** the past**

The world had not always been like this.and she wasn't always like this,always running until she was 5. When the apocalypse happened. Before she was 5 . Before everything happened before her parents suddenly death.

Once, there had been light. Cities that shimmered with golden towers, rivers that ran clear as glass. The sky had stretched wide and endless, untouched by the weight of something unseen. Laughter had carried through the air, music had lived in the streets, and the night had not been something to fear.

Now, the echoes of that world were gone.

The ruins stretched for miles, remnants of steel and stone twisted into grotesque shapes. Shadows crept along the broken streets, clinging to the hollow husks of buildings that had once pulsed with life. The air was thick, heavy, tainted with something unspoken. A scent of burnt earth and old blood. A silence that pressed against the bones, settling deep into the marrow.

No one spoke of how it had happened—not fully.

There were whispers, of course. Tales passed from trembling lips, woven in the dark corners where firelight flickered against cracked walls. Some said it had been a war, one unlike any before it, a clash of forces too great for mortal hands to wield. Others spoke of a curse, something old and forgotten, unearthed from where it should have remained buried. And then there were those who did not speak at all, their silence louder than any story.

But one thing was certain—

It had not been natural.

The sky had burned first.

A rift, they said. A wound torn into the heavens, bleeding light that was not light. The stars had flickered and died, swallowed by something that pulsed, alive and endless. The sun had turned red, then black, casting the world into a dusk that had never lifted.

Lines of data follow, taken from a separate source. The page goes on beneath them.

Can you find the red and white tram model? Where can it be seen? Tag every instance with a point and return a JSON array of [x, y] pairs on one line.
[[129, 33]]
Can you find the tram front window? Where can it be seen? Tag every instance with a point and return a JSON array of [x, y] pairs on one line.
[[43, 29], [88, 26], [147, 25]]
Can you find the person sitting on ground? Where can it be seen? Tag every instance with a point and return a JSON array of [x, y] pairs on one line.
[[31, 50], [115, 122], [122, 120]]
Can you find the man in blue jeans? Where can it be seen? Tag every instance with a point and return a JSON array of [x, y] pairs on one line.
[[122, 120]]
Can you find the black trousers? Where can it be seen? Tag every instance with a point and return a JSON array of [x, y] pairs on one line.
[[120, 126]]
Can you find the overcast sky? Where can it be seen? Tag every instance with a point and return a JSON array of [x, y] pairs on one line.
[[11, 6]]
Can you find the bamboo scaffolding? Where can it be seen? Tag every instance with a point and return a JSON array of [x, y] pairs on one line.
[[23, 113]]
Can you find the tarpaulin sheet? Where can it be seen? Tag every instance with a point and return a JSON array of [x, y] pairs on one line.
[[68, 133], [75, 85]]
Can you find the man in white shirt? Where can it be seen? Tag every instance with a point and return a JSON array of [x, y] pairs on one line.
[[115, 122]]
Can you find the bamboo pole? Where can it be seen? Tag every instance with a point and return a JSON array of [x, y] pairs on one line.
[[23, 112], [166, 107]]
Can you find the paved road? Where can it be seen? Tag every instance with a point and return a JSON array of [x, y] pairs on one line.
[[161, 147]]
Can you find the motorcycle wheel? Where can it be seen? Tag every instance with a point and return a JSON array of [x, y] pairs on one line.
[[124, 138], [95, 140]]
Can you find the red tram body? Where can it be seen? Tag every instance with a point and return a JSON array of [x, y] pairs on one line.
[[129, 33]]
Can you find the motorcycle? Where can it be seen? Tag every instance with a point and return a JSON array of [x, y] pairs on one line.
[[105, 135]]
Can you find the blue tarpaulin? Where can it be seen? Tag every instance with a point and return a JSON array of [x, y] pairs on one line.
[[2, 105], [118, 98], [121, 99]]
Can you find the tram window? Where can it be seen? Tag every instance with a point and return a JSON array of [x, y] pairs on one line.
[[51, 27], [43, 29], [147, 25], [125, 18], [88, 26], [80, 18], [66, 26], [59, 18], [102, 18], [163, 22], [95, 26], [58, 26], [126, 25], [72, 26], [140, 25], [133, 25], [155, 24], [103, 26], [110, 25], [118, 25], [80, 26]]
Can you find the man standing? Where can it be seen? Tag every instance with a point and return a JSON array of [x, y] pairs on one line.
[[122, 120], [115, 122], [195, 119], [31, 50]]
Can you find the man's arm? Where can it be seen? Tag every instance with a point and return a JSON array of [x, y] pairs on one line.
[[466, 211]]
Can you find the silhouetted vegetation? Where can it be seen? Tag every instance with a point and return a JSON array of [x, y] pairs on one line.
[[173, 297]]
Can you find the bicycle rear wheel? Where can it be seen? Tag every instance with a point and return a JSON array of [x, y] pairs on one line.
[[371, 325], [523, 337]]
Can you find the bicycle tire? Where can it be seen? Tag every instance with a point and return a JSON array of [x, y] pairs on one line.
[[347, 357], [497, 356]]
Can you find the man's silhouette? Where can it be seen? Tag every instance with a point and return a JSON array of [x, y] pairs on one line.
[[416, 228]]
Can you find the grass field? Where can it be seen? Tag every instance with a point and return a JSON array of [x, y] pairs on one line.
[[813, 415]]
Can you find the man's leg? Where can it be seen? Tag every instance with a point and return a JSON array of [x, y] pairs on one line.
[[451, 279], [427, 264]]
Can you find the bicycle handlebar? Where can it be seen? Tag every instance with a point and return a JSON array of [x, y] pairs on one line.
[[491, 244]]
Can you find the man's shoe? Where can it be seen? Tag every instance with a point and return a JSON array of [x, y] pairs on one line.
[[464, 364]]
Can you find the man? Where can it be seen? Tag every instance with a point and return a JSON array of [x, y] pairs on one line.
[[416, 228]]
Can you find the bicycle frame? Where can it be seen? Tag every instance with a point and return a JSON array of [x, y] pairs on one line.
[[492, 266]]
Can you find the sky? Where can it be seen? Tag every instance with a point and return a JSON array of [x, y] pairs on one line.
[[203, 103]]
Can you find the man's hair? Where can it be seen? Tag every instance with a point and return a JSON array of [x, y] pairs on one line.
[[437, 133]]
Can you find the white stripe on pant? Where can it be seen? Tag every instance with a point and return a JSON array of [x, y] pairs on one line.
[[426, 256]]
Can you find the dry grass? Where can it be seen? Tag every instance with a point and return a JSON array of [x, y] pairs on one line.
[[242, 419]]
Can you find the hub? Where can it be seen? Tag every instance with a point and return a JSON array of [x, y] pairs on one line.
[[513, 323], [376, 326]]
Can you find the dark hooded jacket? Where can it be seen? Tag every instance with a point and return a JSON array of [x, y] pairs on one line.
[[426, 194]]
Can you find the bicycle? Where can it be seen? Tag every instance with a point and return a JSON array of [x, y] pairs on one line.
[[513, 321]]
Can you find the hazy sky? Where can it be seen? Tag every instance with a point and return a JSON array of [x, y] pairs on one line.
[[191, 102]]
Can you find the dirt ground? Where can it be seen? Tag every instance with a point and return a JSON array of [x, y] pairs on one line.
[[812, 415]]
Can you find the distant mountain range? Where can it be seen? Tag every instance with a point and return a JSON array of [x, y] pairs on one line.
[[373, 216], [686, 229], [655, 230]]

Then the ground had followed.

Cities crumbled overnight, swallowed whole by darkness that slithered up from beneath the surface. The land cracked, splintered, opened into voids where nothing remained. And the air—thick with screams, with prayers, with the last, desperate breaths of those who had not yet understood what was happening.

And then, the silence.

Not the quiet of peace, but of something unfinished. Something watching.

Those who had survived did not know why. There had been no mercy, no logic, no pattern to who had been left standing and who had been erased. And yet, some remained. Wandering the remnants of a world that no longer felt like their own, searching for answers in the ruins of a forgotten age.

But the past had sharp edges. And the deeper they dug, the more they found pieces that did not fit.

The statues that still stood in places untouched by time, their faces worn smooth but their presence unwavering. The symbols carved into shattered walls, glowing faintly in the dark as though whispering secrets long lost. The bones buried in the dust, untouched by decay, as if time had simply… stopped.

And beneath it all, the feeling.

That they were not alone.

Something had survived the fall. Something that barely breathe, barely speak, barely sleep. It lingered, hidden in the spaces between, waiting. Watching.

And no one knew whether it had caused the end—or if it had simply been born from it.

But one truth remained, heavy in the bones of those who walked this broken land.

The world had ended.

And yet, the worst was still to come.